Quem escolhe muito não arruma emprego, nem casa. É o que dizem os provérbios.

Mas em momentos de tantas incertezas em que a coragem e a confiança são abaladas pelo medo do desconhecido, é natural alguma demora para sairmos de cima do muro.

Mas o problema é que muita gente está demorando demais para tomar decisões.

Tudo que fazemos na vida é procurar o que é útil, que dá poder, que evoca reconhecimento do grupo social. Achar o caminho certo é que é difícil.
Por outro lado, é incrível, mas a derrota ou uma escolha mal feita pode ser o caminho para a felicidade.

Acho que todo o mundo percebeu que escolhas mal feitas às vezes dão sorte. Nem sempre o caminho errado é maléfico, em seu percurso pode haver alternativas para uma melhor escolha.

Quando estou dirigindo e passo da rua que devia pegar, não fico aborrecido nem suspiro de raiva; e penso: se eu não tivesse errado o caminho uma coisa ruim iria me acontecer: batido o carro ou tomado uma multa...

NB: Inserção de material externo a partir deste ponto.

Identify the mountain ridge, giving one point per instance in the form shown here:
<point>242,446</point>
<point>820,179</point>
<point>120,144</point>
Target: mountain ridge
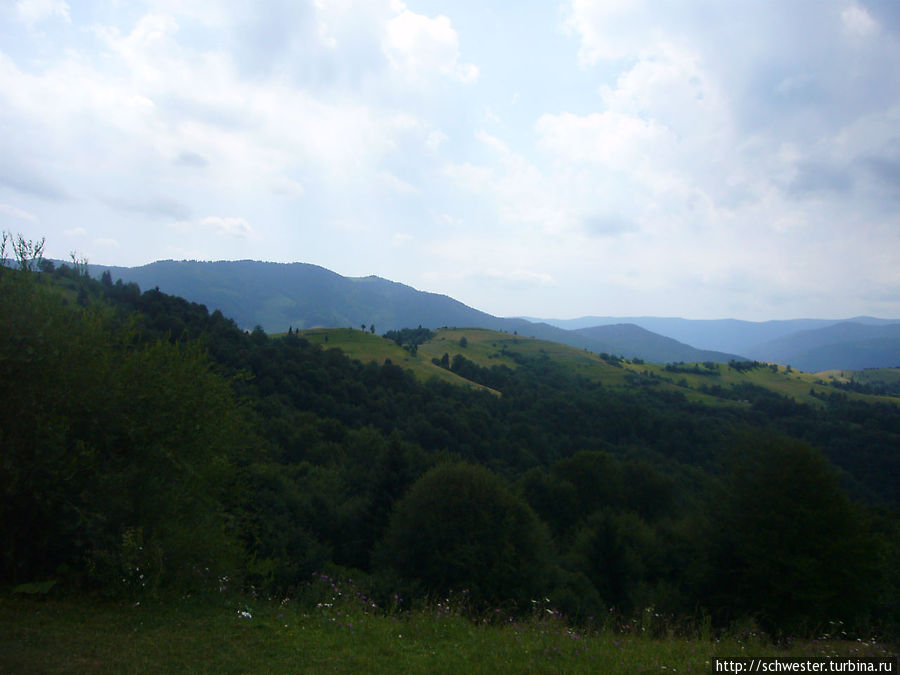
<point>277,296</point>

Conheço pessoas que venceram na vida só porque tudo que queriam fazer deu errado. Um professor de Sociologia nos disse uma vez que chegou à secretaria de uma Universidade e perguntou qual era o curso que só funcionava à tarde. Era o de Pedagogia. Terminado o curso, prestou concursos, escreveu livros, deu palestras. Venceu! E a vocação foi para o brejo.

A vida está caminhando numa velocidade contrária à da natureza humana. Nossos ancestrais dormiam e descansavam muito mais do que nós. Está certo que morriam mais cedo e não faziam caminhadas para ficar em forma. Andavam só para procurar comida. O mundo era sua casa. Caçavam, alimentavam-se e dormiam.

Hoje não há mais espaço nem tempo para escolher muito.
Dizem os ditados: quem escolhe muito, pouco come; e, quem muito escolhe acaba sozinho. É isso mesmo, não casa. Moça que fica escolhendo demais para iniciar um namoro, outra lhe rouba a presa.

“Quem muito escolhe fica com a pior espiga” - já ouvi também esta dica filosófica. O tempo passa, a gente engorda, a beleza se esvai e não aparecem outras chances.

É certo que a vida é feita de escolhas, e escolher exige objetividade e cuidado. O desconhecido causa medo que gera dúvida.

Mas o pior é ficar esperando uma fada madrinha para apontar caminhos. É preciso se mexer. A rã não salta por boniteza, mas por precisão.

Não existe a menor possibilidade de se pôr em pratos de balança os caminhos da vida para sabermos o que virá. O futuro não pertence a ninguém. Os caminhos menos arriscados e melhores nem sempre aparecem nas estatísticas. É necessário coragem – ou literalmente, um choque - para vencermos o medo e sair da inércia.

Por que não deixarmos um pouco a vida nos levar? Pode dar certo, pelo menos afasta a nociva apatia.

Temos visto muitos jovens perdendo oportunidades. É verdade, mas muitos ainda acreditam em papais-noéis e em gênios – aqueles das lâmpadas – com poderes de realizar pedidos.

A vida é um palco. Quando passar a luz da beleza, quando os trens das oportunidades forem desativados e quando os pais tiverem partido não haverá mais tempo para sermos atores nem sequer participar como espectadores, pois nossos sentidos estarão obtusos e embaçados pelo torpor geral da sensibilidade.

Então restará ruminar o passado pelas lembranças e reflexão, empobrecidos, tristes derrotados.